Atlantic Boulevard
- West end: San Marco Boulevard in San Marco, Jacksonville
- East end: Beaches Town Centre on Atlantic Beach-Neptune Beach border

= Atlantic Boulevard (Jacksonville) =

Atlantic Boulevard is a highway in Duval County, Florida, that forms the easternmost portion of State Road 10 (SR 10) and is also part of U.S. Route 90 (US 90).

Atlantic Boulevard connects the mainland portion of the city of Jacksonville with the Jacksonville Beaches on a barrier island to the east. Its western terminus is at San Marco Square in the San Marco neighborhood, at an intersection with the northern terminus of Balis Place, where the roadway continues as San Marco Boulevard; it travels to the east to the Atlantic Ocean at the Jacksonville Beaches, forming the city line between Atlantic Beach on its north side and Neptune Beach on its south side. Its eastern terminus is just to the east of a roundabout with the northern terminus of Midway Street on the city line.

==History==
Atlantic Boulevard was first planned circa 1890 by Eugene F. Gilbert, a jeweler from Connecticut who had purchased oceanfront property and envisioned a wagon road between the former city of South Jacksonville and the Jacksonville Beaches. Gilbert paid for land surveys and eventually convinced the Duval County Commission to use convict labor to start building the road, but a new set of county commissioners terminated the effort when the project was about two-thirds complete.

The editor of the Jacksonville Evening Telegram published that it was hoped the county commissioners would improve the road and not leave it merely as an opening cut through the woods.

The road was eventually completed in 1910, after the arrival of the automobile. It was Florida's first modern "improved" highway and is considered to have been the beginning of the state's highway system. Its dedication on July 28, 1910, was celebrated with parades and auto races.
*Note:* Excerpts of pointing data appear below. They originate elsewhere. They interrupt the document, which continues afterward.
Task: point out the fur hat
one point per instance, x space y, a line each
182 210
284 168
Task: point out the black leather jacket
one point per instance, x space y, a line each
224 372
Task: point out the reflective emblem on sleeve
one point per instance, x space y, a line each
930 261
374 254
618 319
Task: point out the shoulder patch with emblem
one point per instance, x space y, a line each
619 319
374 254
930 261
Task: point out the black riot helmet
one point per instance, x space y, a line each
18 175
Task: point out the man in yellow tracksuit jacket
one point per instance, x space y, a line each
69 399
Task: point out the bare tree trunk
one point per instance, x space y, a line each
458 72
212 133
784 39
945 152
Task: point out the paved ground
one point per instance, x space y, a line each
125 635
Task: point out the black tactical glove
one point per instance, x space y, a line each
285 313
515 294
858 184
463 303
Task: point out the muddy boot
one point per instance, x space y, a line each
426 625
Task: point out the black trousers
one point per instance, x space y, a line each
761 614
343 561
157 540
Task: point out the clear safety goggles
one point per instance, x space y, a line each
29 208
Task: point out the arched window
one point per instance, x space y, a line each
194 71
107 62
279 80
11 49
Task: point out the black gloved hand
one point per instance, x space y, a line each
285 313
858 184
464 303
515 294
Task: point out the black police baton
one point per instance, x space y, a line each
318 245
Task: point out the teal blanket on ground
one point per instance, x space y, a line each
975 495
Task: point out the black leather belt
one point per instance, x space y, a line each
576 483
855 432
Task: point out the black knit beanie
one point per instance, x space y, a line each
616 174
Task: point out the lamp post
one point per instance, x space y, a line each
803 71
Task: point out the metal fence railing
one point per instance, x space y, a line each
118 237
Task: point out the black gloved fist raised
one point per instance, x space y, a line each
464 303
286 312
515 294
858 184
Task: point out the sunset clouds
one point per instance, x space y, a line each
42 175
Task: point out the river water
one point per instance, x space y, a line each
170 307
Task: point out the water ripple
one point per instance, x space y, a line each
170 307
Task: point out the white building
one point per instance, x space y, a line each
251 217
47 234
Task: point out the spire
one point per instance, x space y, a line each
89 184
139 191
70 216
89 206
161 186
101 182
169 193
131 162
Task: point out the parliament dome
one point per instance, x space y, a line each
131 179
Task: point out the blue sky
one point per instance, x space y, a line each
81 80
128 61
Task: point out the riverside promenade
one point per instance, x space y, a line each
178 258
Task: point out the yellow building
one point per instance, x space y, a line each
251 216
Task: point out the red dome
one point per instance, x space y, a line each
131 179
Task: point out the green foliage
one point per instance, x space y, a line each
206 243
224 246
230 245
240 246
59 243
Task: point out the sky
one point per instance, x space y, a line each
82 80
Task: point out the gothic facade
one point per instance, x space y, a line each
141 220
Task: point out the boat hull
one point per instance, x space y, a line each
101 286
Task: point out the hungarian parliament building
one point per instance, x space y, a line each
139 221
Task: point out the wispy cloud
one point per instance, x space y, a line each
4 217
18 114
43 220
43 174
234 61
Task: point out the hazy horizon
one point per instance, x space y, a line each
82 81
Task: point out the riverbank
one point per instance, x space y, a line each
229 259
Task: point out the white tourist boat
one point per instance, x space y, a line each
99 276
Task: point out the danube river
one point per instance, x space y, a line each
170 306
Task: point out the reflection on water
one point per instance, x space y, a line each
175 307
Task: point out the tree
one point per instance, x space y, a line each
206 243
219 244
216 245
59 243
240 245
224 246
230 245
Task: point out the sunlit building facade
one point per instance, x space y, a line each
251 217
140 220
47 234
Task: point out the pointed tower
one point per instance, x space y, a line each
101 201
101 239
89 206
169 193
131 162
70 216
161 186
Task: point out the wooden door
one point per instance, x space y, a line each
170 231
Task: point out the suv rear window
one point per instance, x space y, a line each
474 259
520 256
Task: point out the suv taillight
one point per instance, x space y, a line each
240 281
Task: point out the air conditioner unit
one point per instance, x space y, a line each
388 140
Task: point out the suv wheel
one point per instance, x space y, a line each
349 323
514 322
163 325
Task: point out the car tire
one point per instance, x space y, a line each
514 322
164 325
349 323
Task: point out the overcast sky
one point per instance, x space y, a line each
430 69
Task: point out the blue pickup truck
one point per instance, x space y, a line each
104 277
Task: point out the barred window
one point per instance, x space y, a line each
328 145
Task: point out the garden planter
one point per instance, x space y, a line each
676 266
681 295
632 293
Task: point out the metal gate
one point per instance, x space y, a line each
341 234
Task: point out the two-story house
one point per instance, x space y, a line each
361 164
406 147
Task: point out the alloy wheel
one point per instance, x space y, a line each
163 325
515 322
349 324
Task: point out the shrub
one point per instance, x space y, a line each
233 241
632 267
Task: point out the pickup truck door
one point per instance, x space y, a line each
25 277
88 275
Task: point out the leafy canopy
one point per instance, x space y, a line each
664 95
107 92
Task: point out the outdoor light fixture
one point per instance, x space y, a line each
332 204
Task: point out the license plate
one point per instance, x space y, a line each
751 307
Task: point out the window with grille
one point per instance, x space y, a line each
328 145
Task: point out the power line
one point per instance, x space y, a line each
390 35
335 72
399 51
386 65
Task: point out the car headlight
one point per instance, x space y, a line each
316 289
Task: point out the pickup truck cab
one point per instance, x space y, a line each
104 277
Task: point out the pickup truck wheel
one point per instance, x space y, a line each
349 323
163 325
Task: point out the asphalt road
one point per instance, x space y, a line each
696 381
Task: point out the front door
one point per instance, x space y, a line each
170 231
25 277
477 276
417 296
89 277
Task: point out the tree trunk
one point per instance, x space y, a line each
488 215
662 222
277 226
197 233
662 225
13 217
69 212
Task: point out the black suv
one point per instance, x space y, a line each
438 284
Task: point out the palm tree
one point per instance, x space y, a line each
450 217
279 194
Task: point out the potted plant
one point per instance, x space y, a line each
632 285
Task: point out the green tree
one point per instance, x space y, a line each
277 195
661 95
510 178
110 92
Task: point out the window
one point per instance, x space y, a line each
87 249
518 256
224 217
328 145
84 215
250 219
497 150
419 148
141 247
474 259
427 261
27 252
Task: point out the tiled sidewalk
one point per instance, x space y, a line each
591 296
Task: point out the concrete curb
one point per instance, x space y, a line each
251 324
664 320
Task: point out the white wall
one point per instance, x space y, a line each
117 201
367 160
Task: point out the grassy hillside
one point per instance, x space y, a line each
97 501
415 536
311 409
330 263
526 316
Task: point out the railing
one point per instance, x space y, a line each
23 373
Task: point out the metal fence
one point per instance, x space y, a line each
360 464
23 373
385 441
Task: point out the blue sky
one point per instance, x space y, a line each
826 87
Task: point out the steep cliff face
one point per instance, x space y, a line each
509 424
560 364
The original road was 18 ft wide, which was soon criticized as being too narrow for the large amount of traffic that the popular road carried between the mainland and the beach. Road surfacing materials used on different sections of the boulevard included shell, concrete, asphalt macadam, and brick laid over a base of sandy soil. The brick sections rapidly became rough and wavy as heavy traffic caused shifting of the bricks and the underlying sand. Just five years after completion of the boulevard, the brick sections were expected to require resurfacing with a more durable material such as concrete.

In 2001, the road is now a six-lane divided highway for most of its length, and the bridges on it were rebuilt. In 2008, traffic counts at locations along Atlantic Boulevard ranged from 26,000 to 61,000 vehicles per day.